I dati rilasciati oggi dall’Italian Wine & Food Institute, relativamente ai primi dieci mesi dell’anno in corso, confermano il perdurare della attuale fase di stallo delle esportazioni vinicole italiane verso gli USA. Dopo un lungo periodo di costante espansione le esportazioni italiane si sono infatti bloccate. Zero incremento in quantità, zero incremento in valore. All’ottobre scorso, a fronte di acquisti statunitensi di vino per 3.51 miliardi di dollari, le vendite italiane si sono fermate a 1,107 miliardi di dollari, valore pressoché identico a quello registrato alla fine dell’ottobre 2016 quando il nostro export valse 1,109 miliardi di dollari.
Al blocco delle esportazioni italiane fa riscontro la continua, complessiva espansione delle importazioni vinicole USA (+7,8% in quantità e +6,2% in valore) e quella dai principali paesi concorrenti dell’Italia (Australia + 26,1% e +1,1% / Francia +17,6% e +17,7 % / Germania +7,4% e +5,2% / Nuova Zelanda +10,8% e +9,3% / Portogallo + 9,2% e + 9,0% / Spagna +17,7% e +2,9%).
Particolarmente insidiosa la rimonta dei vini francesi che, notevolmente distanziati negli anni passati, si apprestano a superare l’Italia nelle esportazioni in valore con costanti tassi di crescita a due cifre.
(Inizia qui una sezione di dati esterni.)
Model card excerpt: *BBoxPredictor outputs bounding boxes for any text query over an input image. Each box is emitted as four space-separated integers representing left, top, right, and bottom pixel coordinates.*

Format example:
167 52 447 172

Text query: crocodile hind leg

Nel commentare i dati appena rilasciati (vedi tabella), Lucio Caputo, presidente dell’Italian Wine & Food Institute, ha espresso una forte preoccupazione per l’attuale situazione e per i rischi e le conseguenze che ne potranno derivare. Perdere la vincente posizione di leadership sul mercato americano, faticosamente conquistata e mantenuta per molti anni, avrà un effetto estremamente negativo e dirompente sul piano dell’immagine, che non si può tacere, e soprattutto formalmente confermerà la calante presenza vinicola italiana che non sarà più di grande immagine, prestigio e successo, come è stato fin ora, con gravi conseguenze sul piano commerciale. Purtroppo, negli anni scorsi, si sono utilizzati i limitati fondi pubblici disponibili per attività che tendevano ad incrementare l’offerta, in un mercato pressoché chiuso all’aumento del numero dei fornitori, senza far praticamente nulla per incrementare la domanda, con gli attuali risultati. Adesso invece che sono stati assegnati fondi di notevole rilievo, che se ben impiegati potrebbero forse ancora invertire l’attuale negativa situazione, si continua a perdere tempo per seguire assurde e burocratiche norme ignorando il danno che si sta arrecando alle esportazioni italiane del settore.